Four U.S. service members were reported in stable condition from wounds received in an attack Saturday on three U.S. planes trying to evacuate refugees from South Sudan to Uganda. One of the U.S. service members was wounded seriously.
President Barack Obama said Thursday he was sending 45 U.S. service members to South Sudan to "support the security of U.S. personnel and our embassy." Previous evacuation flights had been organized in Juba, the South Sudanese capital, but the mission Saturday apparently was the first into rebel-held territory, the New York Times reported.
White House press secretary Jay Carney said in a statement Saturday Obama emphasized that "South Sudan's leaders have a responsibility to support our efforts to secure American personnel and citizens in Juba and Bor."
"South Sudan's leaders must know that continued violence will endanger the people of South Sudan and the hard-earned progress of independence," Carney said. "This conflict can only be resolved peacefully through negotiations. Any effort to seize power through the use of military force will result in the end of longstanding support from the United States and the international community."
Obama directed U.S. national security officials to "ensure the safety of our military personnel, and to continue to work with the United Nations to evacuate our citizens from Bor," Carney said.
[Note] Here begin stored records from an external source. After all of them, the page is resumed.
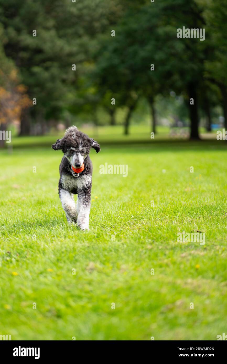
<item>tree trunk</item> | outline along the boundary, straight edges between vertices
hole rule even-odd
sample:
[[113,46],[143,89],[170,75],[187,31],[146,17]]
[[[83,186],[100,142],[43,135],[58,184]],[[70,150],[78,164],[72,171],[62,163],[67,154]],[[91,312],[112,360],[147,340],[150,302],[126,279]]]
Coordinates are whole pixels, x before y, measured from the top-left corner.
[[225,119],[225,129],[226,130],[227,130],[227,92],[226,91],[226,87],[224,85],[222,85],[220,87],[222,96],[223,111],[224,112],[224,117]]
[[[195,84],[191,83],[188,85],[188,88],[189,99],[188,100],[189,115],[191,121],[190,139],[199,140],[200,138],[199,135],[199,117],[196,87]],[[190,104],[191,99],[193,99],[193,105],[191,105]]]
[[124,134],[125,135],[128,135],[129,134],[129,122],[130,121],[130,119],[131,118],[131,116],[132,116],[132,112],[134,110],[134,107],[135,106],[134,105],[133,105],[130,106],[126,114],[125,121],[125,128],[124,131]]
[[148,102],[150,109],[150,115],[151,116],[151,131],[154,134],[156,132],[156,126],[157,125],[157,118],[156,116],[156,110],[154,107],[154,99],[153,98],[149,98]]
[[207,116],[207,124],[206,128],[207,131],[211,131],[211,110],[209,104],[209,101],[206,100],[206,103],[204,106],[204,111]]
[[[1,131],[5,132],[7,128],[7,125],[6,123],[2,123],[0,126],[0,130],[1,130]],[[5,146],[5,140],[4,138],[3,133],[1,133],[0,137],[0,148],[4,148]]]
[[116,120],[115,120],[115,110],[112,110],[110,109],[109,110],[109,113],[110,116],[110,125],[116,125]]
[[19,135],[29,135],[31,131],[31,122],[27,110],[23,110],[21,114],[20,131]]

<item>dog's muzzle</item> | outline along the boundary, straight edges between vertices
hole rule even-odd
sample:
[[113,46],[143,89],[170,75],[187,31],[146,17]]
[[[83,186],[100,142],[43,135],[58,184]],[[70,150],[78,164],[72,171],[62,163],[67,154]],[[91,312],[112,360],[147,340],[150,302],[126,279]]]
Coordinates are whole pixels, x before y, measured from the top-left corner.
[[82,166],[80,168],[74,168],[72,165],[71,167],[73,175],[75,177],[78,177],[79,173],[81,172],[83,172],[83,171],[84,169],[84,164],[83,163],[82,165]]

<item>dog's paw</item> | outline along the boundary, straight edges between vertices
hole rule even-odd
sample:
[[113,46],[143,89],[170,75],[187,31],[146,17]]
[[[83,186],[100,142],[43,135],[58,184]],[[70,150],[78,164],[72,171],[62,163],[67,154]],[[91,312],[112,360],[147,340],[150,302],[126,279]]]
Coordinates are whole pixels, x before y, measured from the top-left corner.
[[89,228],[89,226],[88,224],[80,222],[77,223],[77,225],[81,230],[83,230],[84,231],[85,230],[90,230]]

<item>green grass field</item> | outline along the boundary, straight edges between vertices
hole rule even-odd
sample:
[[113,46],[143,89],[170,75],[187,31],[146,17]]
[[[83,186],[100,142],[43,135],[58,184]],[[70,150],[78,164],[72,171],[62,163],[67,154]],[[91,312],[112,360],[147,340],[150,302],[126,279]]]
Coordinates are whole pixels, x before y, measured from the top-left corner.
[[[225,143],[101,147],[86,232],[61,207],[60,151],[1,151],[0,334],[216,340],[227,330]],[[128,177],[100,174],[106,162]],[[197,230],[204,245],[177,242]]]

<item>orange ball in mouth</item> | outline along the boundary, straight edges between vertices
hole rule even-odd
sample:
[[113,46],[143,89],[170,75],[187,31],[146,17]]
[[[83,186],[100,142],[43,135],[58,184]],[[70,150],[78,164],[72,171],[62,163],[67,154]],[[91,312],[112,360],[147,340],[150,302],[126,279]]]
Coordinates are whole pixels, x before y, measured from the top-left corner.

The three aircraft were CV-22 Ospreys, tilt-rotor craft that can fly like a plane and land like a helicopter, to evacuate U.S. citizens from a U.N. compound in Bor, the capital of Jonglei State, the Times reported. The aircraft were forced to return to Uganda without completing the mission, the report said.
The Times said the seriously wounded U.S. service member was flown to Nairobi, Kenya, where he was in surgery Saturday night.
Bor is occupied by forces loyal to former Vice President Riek Machar, who was dismissed from office in July, the BBC said.
President Salva Kiir accused him last week of attempting a coup.
About 500 people have been killed in fighting, prompting U.S. Secretary of State John Kerry to send a special envoy to the region Friday, CNN reported.
In a statement, Kerry called for South Sudan leaders to rein in armed groups under their control, cease attacks on civilians, "and end the chain of retributive violence between different ethnic and political groups."
"The violence must stop, the dialogue must intensify," he added.
National Security Adviser Susan Rice, in a recorded message, urged the people of South Sudan to "make the choice for a unified and cohesive South Sudan" for "yourselves and your children."
The United Nations said Friday two Indian peacekeepers were killed and a third wounded when gunmen attacked a U.N. building Thursday. Up to 20 of 30 civilians who had taken refuge in the building may have died.